Six thèmes ont façonné l’année 2025: l’IA et le super-cycle d’investissement (semiconducteurs, datacenters, électrification), la rotation US/non-US couplée avec la baisse du dollar, le profil en V des marchés lié aux annonces sur les droits de douanes de D. Trump, le profil en K de la croissance économique américaine, les craintes de débasement monétaire, l’assouplissement significatif des conditions monétaires et financières.
Avant de définir la stratégie d’investissement pour 2026, il convient d’identifier les points de questionnement à adresser.
- La trajectoire du super-cycle de l’intelligence artificielle va-t-elle se maintenir en termes d’exécution, s’amplifier en terme boursier, et se propager à l’ensemble de l’économie?
- Le profil en K de la croissance américaine, reposant largement sur la technologie (50 à 90% de contribution du taux de croissance cette année selon les estimations), va-t-il basculer dans un profil en L (récession) sous l’effet d’un ajustement plus rapide que prévu d’éventuelles surcapacités liées à l’IA?
- Peut-on s’attendre à une resynchronisation de la croissance mondiale, malgré la fragmentation du commerce mondial et le creusement des déséquilibres macro-financiers?
- Les conditions sont-elles réunies pour envisager une ré-accélération de l’inflation au-delà de 3% aux Etats-Unis?
- Les conditions monétaires et financières vont-elles se durcir, après une phase exceptionnelle de détente observée à partir du 2ème trimestre?

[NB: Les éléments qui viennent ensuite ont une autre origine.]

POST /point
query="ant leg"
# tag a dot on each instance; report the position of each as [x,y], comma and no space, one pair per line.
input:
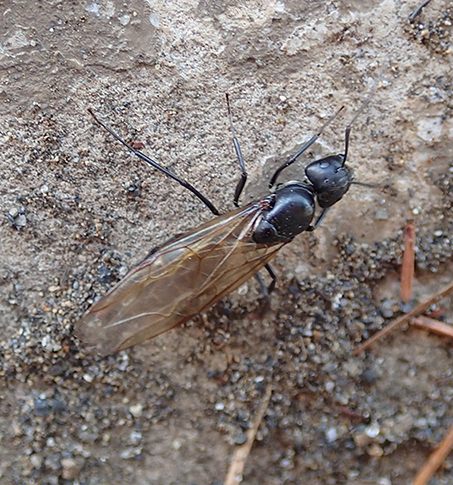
[243,179]
[159,167]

- Le policy-mix américain va-t-il rentrer en conflit, avec les pressions sur la Fed (indépendance, gouvernance), les contraintes de refinancement de la dette publique (fiscal dominance), et les mesures de déréglementation disruptives?
- Les aléas sur le marché de la dette privée vont-ils s’intensifier, causant un choc systémique (banques, assureurs, fonds de pension), susceptible de peser sur la liquidité et de causer un rationnement du crédit?
- Le leadership des 7 mega-tech aux Etats-Unis va-t-il s’infléchir au profit du reste du marché (le S&P493)?
- Le positionnement extrême des investisseurs sur le style high beta va-t-il subir un repositionnement plus ou moins ordonné vers des titres plus défensifs?
- Les cours de l’or deviennent-ils plus vulnérables à des corrections dans un contexte géopolitique en voie de normalisation et de ralentissement des achats des banques centrales?
- Les obligations d’Etat ont-elles encore un pouvoir diversifiant du risque Actions dans un contexte d’inflation supérieure à l’objectif de stabilité des prix (dans le cas des Etats-Unis)?
- Le profil boursier va-t-il suivre la saisonnalité traditionnelle des élections de mi-mandat, à savoir une année médiocre (performance médiane du S&P500 de -1.5% observée depuis 1950), avec un marché sans tendance jusqu’au mois d’octobre, avant de rebondir en fin d’année?
Cette liste non exhaustive de points potentiels de rupture doit conduire à questionner les grandes tendances de 2025. La question importe plus que la réponse, dans la mesure où la prévision importe moins que la capacité des portefeuilles à s’adapter et naviguer dans des environnements instables, mais surtout susceptibles de connaitre des bifurcations majeures.